Problèmes du cinéma français, suite. Aujourd’hui, le pull-over des gendarmes. Gros problème, ou syndrome, qui chante fort à la vision du premier long-métrage de Pierre Erwan Guillaume, ancien élève de la Fémis connu jusque là pour ses scénarii, notamment celui du beau Haut les coeurs ! de Solveig Anspach. Qui chante fort dans le jeune cinéma français tout court, dont l’auscultation méthodique révèle souvent ce genre d’abcès. Donc, le pull-over de la gendarmerie nationale : manière textile de raconter ce goût du jeune-cinéma-français ascendant Fémis pour un sous-genre facilement repérable, qu’on voit toujours arriver de loin. Ses composants : D’abord, le polar, oui, ou plutôt le genre policier, mais alors sans un coup de feu, pas une ombre de crosse. Juste un décalage, un jeu avec les codes, sur le mode de la déflation. Et puis, si possible, un jeune inspecteur fragile. Ensuite, la province, élément capital. Ou plutôt un imaginaire provincial, plus vrai, plus décalé. Troisième ingrédient, enfin, soumis à de multiples variations : un mystère sexuel.

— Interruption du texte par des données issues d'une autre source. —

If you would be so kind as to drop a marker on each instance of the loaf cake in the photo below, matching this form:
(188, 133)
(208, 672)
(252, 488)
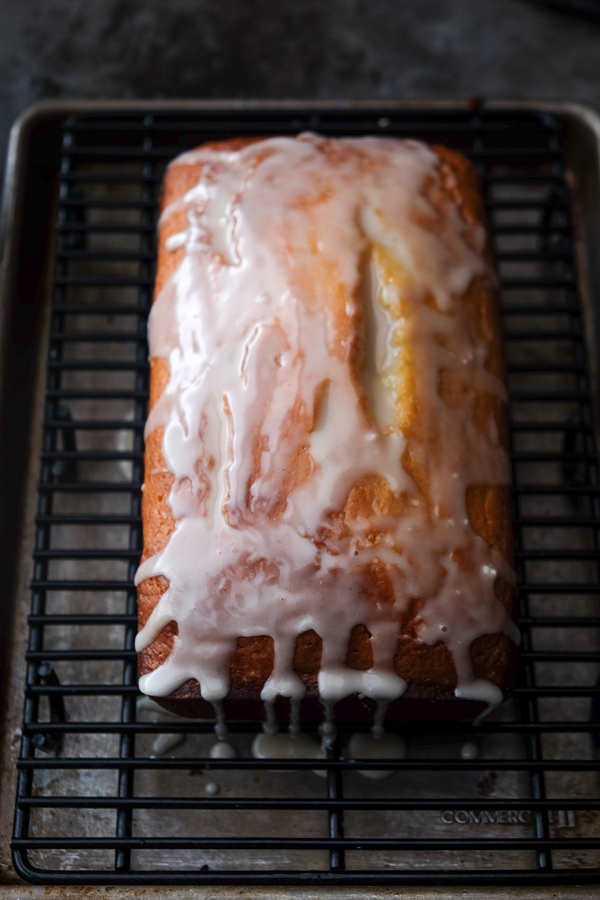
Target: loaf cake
(326, 503)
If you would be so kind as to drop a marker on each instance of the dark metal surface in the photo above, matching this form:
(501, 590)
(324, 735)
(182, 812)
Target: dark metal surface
(94, 804)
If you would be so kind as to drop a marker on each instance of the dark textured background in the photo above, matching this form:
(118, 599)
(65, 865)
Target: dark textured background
(292, 48)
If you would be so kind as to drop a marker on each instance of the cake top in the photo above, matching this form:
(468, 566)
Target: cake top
(321, 416)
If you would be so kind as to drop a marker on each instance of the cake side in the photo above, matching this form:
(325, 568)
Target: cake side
(428, 667)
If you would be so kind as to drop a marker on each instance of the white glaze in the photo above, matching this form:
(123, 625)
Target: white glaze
(258, 376)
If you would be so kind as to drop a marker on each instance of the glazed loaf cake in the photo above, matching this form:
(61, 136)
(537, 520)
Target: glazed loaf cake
(326, 503)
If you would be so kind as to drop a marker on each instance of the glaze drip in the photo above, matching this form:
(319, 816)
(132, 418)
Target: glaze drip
(316, 275)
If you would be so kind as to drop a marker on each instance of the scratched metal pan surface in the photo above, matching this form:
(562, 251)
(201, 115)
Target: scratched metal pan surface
(113, 792)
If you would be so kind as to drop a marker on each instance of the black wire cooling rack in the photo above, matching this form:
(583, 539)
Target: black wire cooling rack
(514, 800)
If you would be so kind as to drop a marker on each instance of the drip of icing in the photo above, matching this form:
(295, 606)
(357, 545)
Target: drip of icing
(263, 373)
(176, 240)
(375, 747)
(222, 750)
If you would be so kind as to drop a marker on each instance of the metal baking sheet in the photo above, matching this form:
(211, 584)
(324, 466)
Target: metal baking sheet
(23, 334)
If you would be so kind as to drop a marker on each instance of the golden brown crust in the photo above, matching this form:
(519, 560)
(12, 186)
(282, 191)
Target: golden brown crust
(428, 669)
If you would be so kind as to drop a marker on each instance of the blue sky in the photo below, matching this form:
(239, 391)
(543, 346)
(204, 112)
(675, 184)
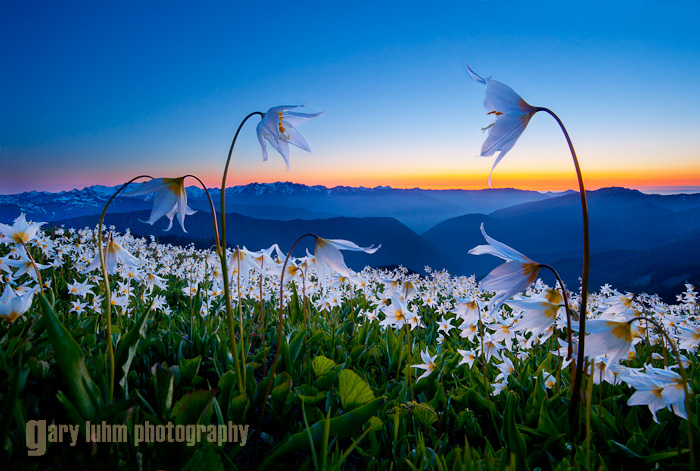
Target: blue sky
(95, 93)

Ici, avec L’Ennemi naturel, cela donne : un crime à élucider en Bretagne (et ses paysages sauvages) ; un jeune flic timide et facile à perturber ; un prédateur sexuel équipé d’un énorme sexe ; des gendarmes en pull-over, plein partout. Faiblesse, étroitesse d’esprit, pauvre imaginaire de ce cinéma, qui se réfugie dans une série de fausses audaces (les fameux décalages) pour masquer son vide. Un peu comme le gros sexe d’Aurélien Recoing, une prothèse bien vite trahie, gros rouleau à pâtisserie qui lui pendouille entre les jambes. Un peu comme ces paysages bretons, qu’un acharnement informatique s’épuise à rendre sauvages, rocailleux, pulsionnels, pour coller au sujet (le désir, les pulsions, ce qu’il se passe de louche et d’attirant dans les chambres des maisons isolées du Finistère. Eternel et vain jeu de l’attraction et de la répulsion, en un mot du désir trouble pour les volcans sexuels, en un mot puissance occulte du désir, à laquelle il est impossible de résister, puisque, pour ce cinéma, quand on a dit « désir », il n’y a rien à rajouter. Mais tant qu’il passera par prothèses et béquilles, il bandera mou.